Oggi in Italia più di mille Comuni hanno organizzato campagne di informazione e di sensibilizzazione per l’eliminazione della violenza sulle donne nella Giornata internazionale che si celebra in tutto il Pianeta. Durante il 2014- secondo i centri specializzati nel nostro Paese che aderiscono a D.i.Re (hanno partecipato alla ricerca 69 centri su 73)- sono state oltre 16.678 le donne accolte e fra di esse ci sono quelle che seguono un percorso di reinserimento dal 2013. Il 26,9% proviene da altri Paesi mentre il 73,1 % è composto da italiane.  Il 60% ha un’età compresa tra i 30 e i 49 anni e si tratta di donne che subiscono violenza da partner ed ex partner che costituiscono l’82 % degli autori di violenza. In questi casi, cioè quando l’autore della violenza è un partner o un ex partner, la richiesta di aiuto avviene circa due o cinque anni dal primo episodio di violenza.
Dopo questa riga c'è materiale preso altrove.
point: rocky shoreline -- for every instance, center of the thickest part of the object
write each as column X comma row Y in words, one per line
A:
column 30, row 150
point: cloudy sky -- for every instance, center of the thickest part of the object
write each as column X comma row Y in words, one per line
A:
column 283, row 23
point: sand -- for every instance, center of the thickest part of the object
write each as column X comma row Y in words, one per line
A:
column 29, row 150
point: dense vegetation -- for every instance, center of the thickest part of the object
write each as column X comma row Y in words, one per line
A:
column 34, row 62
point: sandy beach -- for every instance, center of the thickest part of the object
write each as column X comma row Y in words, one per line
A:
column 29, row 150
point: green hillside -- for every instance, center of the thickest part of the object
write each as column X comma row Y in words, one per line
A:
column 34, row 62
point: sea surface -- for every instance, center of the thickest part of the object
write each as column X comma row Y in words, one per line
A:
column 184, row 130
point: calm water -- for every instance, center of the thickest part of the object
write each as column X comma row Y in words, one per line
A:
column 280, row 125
In Italia circa 7 milioni di donne hanno subito violenza, fisica, psicologica nella loro vita. Ma nemmeno il 12% di queste donne hanno avuto la forza di denunciarla. Il nostro Paese, negli ultimi anni, ha fatto progressi sul piano legislativo dotandosi di nuovi strumenti normativi-la legge contro lo stalking, quella per il contrasto al femminicidio,  la ratifica della Convenzione del Consiglio di Europa sulla prevenzione e la lotta contro la violenza domestica e sulle donne, definizione “Convenzione di Istanbul”- ma i centri antiviolenza che sono poi i “terminali” sul territorio del fenomeno, continuano a denunciare la cronica mancanza di fondi e di attenzione per il fenomeno. E’ in arrivo, ha confermato oggi la consigliera del Presidente del Consiglio dei ministri in materia di pari opportunità, Giovanna Martelli,  un avviso pubblico per destinare sette milioni di euro allo sviluppo della rete di sostegno alle vittime attraverso il rafforzamento dei servizi territoriali e dei Centri antiviolenza. La presidente della Camera dei deputati Laura Boldrini ha esortato a non abbassare la guerra e a continuare ad occuparcene. Ha ricordato un recente sondaggio “i cui risultati esterni non esiterei a definire agghiaccianti” secondo il quale il 20 % dei giovani uomini italiani reputa normale che un uomo tradito diventi violento, che meno della metà di tutti gli uomini in Italia si pone dalla parte delle donne mentre il 35 % ritiene che la violenza di genere sia un fenomeno da regolare “tra le pareti di casa”. Chi vive in questo Paese sa che la battaglia è ancora lungi dall’esser vinta e che invece occorre la partecipazione del numero maggiore possibile di uomini e donne di buona volontà perché sia possibile aver ragione di chi, proclamandolo oppure no, continua ad opporsi tenacemente all’eguaglianza tra i cittadini della repubblica senza  distinzioni di pensiero, di  razza,  di aspetto, d’istruzione o  di sesso.